2016 was a big year for both Nvidia and AMD. The former released GPUs of absolutely ungodly power and continues its push into new markets like automotive and distributed, accelerated computing. AMD managed to finagle its way into the new versions of current-gen consoles, as well as having a reasonably successful launch of its newly aggressive desktop Polaris line up.
So as the year draws to a close, How are these two behemoths of the graphics industry really doing? Is that status quo maintained? What can we expect in the year to come? Let's take a look.
Both AMD and Nvidia released new graphics card line ups this year, but it's clear from the outset that they had different aims. Nvidia maintained its position as the undisputed graphics performance king with the GTX 1080 and Titan X, which together offer more power than anything AMD has available. However, that's not to say that AMD didn't corner its own section of the market.
Taking its traditional bang/buck ratio and wrestling a few more frames per second out of it at an even lower price tag, it introduced the $200 > RX generation of Polaris cards, which offered as much power as its last-gen 3XX parts, but for much, much less. The idea was to get more people up to spec for virtual reality, which it did. Polaris cards sold well, though not as well as AMD might have hoped.
AMD managed to grow its revenue year on year by 11 percent thanks to the strength of Polaris, but that wasn't enough for its GPU division to turn a profit (thanks Fool). In comparison, Nvidia's revenue grew 54 percent, which puts it in a far better position as we head towards 2017.
Clearly Pascal was a smash hit, where Polaris was a spirited effort, but not enough to turn the tide.
This is likely because the graphics card industry has always maintained this strange balance of offering bang for buck in the mid-range, where people can actually afford the cards, while having a powerful top end solution to draw in the crowds and impress the punters.
In terms of public perception at least, AMD has done a little better this year. It's been much more regular with its driver releases – always a complaint from fans in the past – and it has kept its prices competitive at the low end. Nvidia has introduced a lot more competition there lately with the 1050Ti and aggressive pricing of its own, but AMD still has a decent foothold.
What we may need to wait for now is early 2017 where AMD's Vega is expected to show up. That new-generation architecture will be AMD's first truly high-end graphics card since the ill-fated Fury line up and purportedly could offer huge performance gains over what's currently available. It is said to make use of High-Bandwidth-Memory (HBM) 2, which itself is a big upgrade over HBM and GDDR5X, the latter of which is used in Nvidia's Pascal cards.
But it's not like this year was a complete right off. AMD might still be well behind Nvidia in terms of popularity and its finances may still be rather shaky, but AMD's market share this quarter has risen to as much as 30 percent, which is almost double what it was this time last year.
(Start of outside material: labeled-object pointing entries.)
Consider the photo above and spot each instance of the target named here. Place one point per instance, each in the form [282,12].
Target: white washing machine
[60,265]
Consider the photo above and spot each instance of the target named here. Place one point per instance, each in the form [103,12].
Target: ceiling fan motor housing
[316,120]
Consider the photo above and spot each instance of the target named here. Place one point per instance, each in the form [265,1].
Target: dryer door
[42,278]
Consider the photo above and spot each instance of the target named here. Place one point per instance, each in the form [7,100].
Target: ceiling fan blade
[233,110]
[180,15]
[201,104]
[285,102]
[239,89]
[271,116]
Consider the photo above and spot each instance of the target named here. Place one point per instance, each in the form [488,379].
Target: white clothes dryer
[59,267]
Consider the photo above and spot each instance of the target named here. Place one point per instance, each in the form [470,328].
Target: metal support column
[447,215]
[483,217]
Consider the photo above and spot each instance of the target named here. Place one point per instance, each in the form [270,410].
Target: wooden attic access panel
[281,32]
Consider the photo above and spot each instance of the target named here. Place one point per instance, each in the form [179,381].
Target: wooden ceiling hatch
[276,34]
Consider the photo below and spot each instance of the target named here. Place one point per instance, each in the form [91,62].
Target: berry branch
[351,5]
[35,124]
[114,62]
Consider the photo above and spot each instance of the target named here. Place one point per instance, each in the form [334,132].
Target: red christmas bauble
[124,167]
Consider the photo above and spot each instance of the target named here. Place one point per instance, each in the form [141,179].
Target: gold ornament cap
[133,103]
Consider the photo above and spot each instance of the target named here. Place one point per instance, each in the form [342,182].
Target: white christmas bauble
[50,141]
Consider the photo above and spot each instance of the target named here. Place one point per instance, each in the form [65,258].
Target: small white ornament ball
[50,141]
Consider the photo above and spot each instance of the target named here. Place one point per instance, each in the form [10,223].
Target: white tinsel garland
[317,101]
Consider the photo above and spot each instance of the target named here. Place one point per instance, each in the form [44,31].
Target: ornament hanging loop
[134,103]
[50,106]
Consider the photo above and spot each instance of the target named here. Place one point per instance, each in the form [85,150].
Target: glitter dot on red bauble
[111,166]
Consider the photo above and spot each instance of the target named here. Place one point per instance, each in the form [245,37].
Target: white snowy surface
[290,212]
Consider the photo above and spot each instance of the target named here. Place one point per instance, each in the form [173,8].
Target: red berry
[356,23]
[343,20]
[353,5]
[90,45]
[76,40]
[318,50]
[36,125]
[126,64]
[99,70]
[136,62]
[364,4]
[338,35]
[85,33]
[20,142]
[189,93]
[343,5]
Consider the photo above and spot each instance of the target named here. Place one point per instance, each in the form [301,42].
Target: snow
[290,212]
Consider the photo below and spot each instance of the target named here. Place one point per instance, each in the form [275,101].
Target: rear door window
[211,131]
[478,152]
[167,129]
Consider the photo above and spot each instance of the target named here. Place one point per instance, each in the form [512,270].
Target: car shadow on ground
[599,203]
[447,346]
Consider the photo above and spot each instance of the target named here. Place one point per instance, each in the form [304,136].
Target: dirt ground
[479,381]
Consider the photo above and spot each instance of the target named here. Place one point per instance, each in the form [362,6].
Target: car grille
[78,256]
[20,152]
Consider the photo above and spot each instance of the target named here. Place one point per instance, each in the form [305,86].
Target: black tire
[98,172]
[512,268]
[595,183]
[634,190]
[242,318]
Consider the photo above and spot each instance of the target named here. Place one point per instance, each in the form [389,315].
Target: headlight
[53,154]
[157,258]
Where AMD is really dominating though, is in discrete graphics. Built in GPUs, on board GPUs and chips in games consoles are much more commonly AMD branded. So much so in fact that if you look at gaming as a whole, factoring in all gamers all over the world, 57 percent of them are using AMD hardware to play.
But Nvidia definitely has the desktop market. A quick look at steam's hardware survey shows us that almost five percent of all Steam users are running GTX 970s now. Although AMD does have a couple of showings in the top 20, its current flagship Polaris card, the RX 480, has only 0.3 percent, which is no where near as impressive. Nvidia's Geforce 210 has more than three times the users as that.
Ultimately, as we move forward into next year, AMD's position isn't quite as precarious as it was last year, but it's not much improved either. It will need a strong showing from Vega to recapture relevance in the desktop GPU game. If it falls flat there and Nvidia dominates again, it will be interesting to see what AMD does. It still makes plenty of money in the on board GPU game and in providing graphics hardware for consoles, but if it can't make a return on investment in desktop cards, can it continue to invest as heavily in developing that lower-end gaming hardware?